Evidence points to widespread loss of ocean oxygen by 2030s
Climate change has caused a drop in the amount of oxygen dissolved in the oceans in some parts of the world, and those effects should become evident across large parts of the ocean between 2030 and 2040, according to a new study led by researchers at the National Center for Atmospheric Research (NCAR) in Boulder, Colorado.
Scientists expected a warming climate to sap oceans of oxygen, leaving fish, crabs, squid, sea stars, and other marine life struggling to breathe. But they had encountered difficulties in determining whether this anticipated oxygen drain was already having a noticeable effect.
"Loss of oxygen in the oceans is one of the serious side effects of a warming atmosphere, and a major threat to marine life," said NCAR scientist Matthew Long, lead author of the study. "Since oxygen concentrations in the ocean naturally vary depending on variations in winds and temperature at the surface, it's been challenging to attribute any deoxygenation to climate change. This new study tells us when we can expect the effect from climate change to overwhelm the natural variability."
The study is published in the American Geophysical Union journal Global Biogeochemical Cycles. The research was funded by the National Science Foundation (NSF).
Cutting through the natural variability
The entire ocean — from the depths to the shallows — gets its oxygen supply from the surface, either from the atmosphere or from phytoplankton, which release oxygen into the water through photosynthesis.
Warming surface waters, however, absorb less oxygen. And, in a double whammy, the absorbed oxygen has a more difficult time traveling deeper into the ocean. That's because as water heats up, it expands, becoming lighter than the water below it and less likely to sink.
Thanks to natural warming and cooling, oxygen concentrations at the sea's surface change constantly — and deeper in the ocean, those changes can linger for years or decades.
For example, an exceptionally cold winter in the North Pacific would allow the ocean surface to soak up a large amount of oxygen. Thanks to the natural circulation pattern, that oxygen would then be carried deeper into the ocean, where it might still be detectable years later as it travels along its flow path.
On the flip side, unusually hot weather could lead to "dead zones" in the ocean, where fish and other marine life cannot survive.
To cut through this natural variability and investigate the impact of climate change, the research team — including Curtis Deutsch of the University of Washington and Taka Ito of Georgia Tech — relied on the NCAR-based Community Earth System Model, which is funded by NSF and the U.S. Department of Energy.
"This study shows how far comprehensive Earth System Models have come in the effort to quantify, along with relatively sparse observations, large-scale changes in oxygen in the oceans due to both natural variability and climate change," said Eric Itsweire, program director in NSF's Division of Ocean Sciences.
The scientists used output from a project that ran the model more than two dozen times for the years 1920 to 2100. Each individual run started with miniscule variations in air temperature. As the model runs progressed, those tiny differences grew and expanded, producing a set of climate simulations useful for studying questions about variability and change.
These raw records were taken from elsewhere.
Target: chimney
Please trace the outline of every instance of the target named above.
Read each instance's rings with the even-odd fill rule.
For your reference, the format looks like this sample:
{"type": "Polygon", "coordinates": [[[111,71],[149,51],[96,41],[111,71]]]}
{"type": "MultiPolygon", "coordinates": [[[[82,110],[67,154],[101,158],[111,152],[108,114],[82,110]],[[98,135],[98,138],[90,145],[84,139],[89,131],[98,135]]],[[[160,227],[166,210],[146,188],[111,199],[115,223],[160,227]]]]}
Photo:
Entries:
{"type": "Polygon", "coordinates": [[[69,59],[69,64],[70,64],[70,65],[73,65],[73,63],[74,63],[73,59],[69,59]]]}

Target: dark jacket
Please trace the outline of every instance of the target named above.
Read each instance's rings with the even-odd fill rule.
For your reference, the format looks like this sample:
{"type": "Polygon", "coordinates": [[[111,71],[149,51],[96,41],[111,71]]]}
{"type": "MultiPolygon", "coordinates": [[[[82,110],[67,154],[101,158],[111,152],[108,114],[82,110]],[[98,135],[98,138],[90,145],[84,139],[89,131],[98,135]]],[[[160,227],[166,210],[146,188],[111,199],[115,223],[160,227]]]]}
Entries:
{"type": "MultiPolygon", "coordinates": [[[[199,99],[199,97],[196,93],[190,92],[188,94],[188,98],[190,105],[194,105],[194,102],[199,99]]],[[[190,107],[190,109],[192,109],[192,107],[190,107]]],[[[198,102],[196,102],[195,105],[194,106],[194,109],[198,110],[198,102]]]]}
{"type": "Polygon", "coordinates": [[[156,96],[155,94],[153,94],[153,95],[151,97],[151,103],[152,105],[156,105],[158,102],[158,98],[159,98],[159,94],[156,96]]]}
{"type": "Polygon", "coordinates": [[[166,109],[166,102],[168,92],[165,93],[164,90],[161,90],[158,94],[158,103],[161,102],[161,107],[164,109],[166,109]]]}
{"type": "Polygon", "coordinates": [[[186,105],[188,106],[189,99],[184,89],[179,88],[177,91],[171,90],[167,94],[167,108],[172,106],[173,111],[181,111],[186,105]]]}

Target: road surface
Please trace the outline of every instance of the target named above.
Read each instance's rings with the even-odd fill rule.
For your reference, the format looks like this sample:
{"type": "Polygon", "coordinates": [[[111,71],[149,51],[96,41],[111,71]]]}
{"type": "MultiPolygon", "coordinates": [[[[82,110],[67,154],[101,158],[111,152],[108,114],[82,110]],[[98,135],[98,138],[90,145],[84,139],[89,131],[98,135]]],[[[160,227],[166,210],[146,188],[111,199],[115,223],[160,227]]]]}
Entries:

Using the simulations to study dissolved oxygen gave the researchers guidance on the degree to which concentrations may have varied naturally in the past. With this information, they could determine when ocean deoxygenation due to climate change is likely to become more severe than at any point in the modeled historic range.
The researchers found they could already detect deoxygenation caused by climate change in the southern Indian Ocean and parts of the eastern tropical Pacific and Atlantic basins.
They also determined that more widespread detection of deoxygenation caused by climate change would be possible between 2030 and 2040.
However, in some parts of the ocean, including areas off the east coasts of Africa, Australia, and Southeast Asia, deoxygenation caused by climate change would not become evident even by 2100.
Detecting a global pattern
The researchers also created a visual way to distinguish between deoxygenation caused by natural processes and deoxygenation caused by climate change.
Using the same model dataset, the scientists created maps of oxygen levels in the ocean, showing which waters were oxygen-rich and which were oxygen-poor. They found they could distinguish between oxygenation patterns caused by natural weather phenomena and the pattern caused by climate change.
The climate change pattern also became evident in the model runs around 2030, adding confidence to the conclusion that widespread deoxygenation due to climate change will become detectable around that time.
The maps could also be useful resources for deciding where to place instruments to monitor ocean oxygen levels in the future to get the best picture of climate change effects. Currently, ocean oxygen measurements are relatively sparse.
"We need comprehensive and sustained observations of what's going on in the oceans to compare with what we're learning from our models, and to understand the full effect of a changing climate," Long said.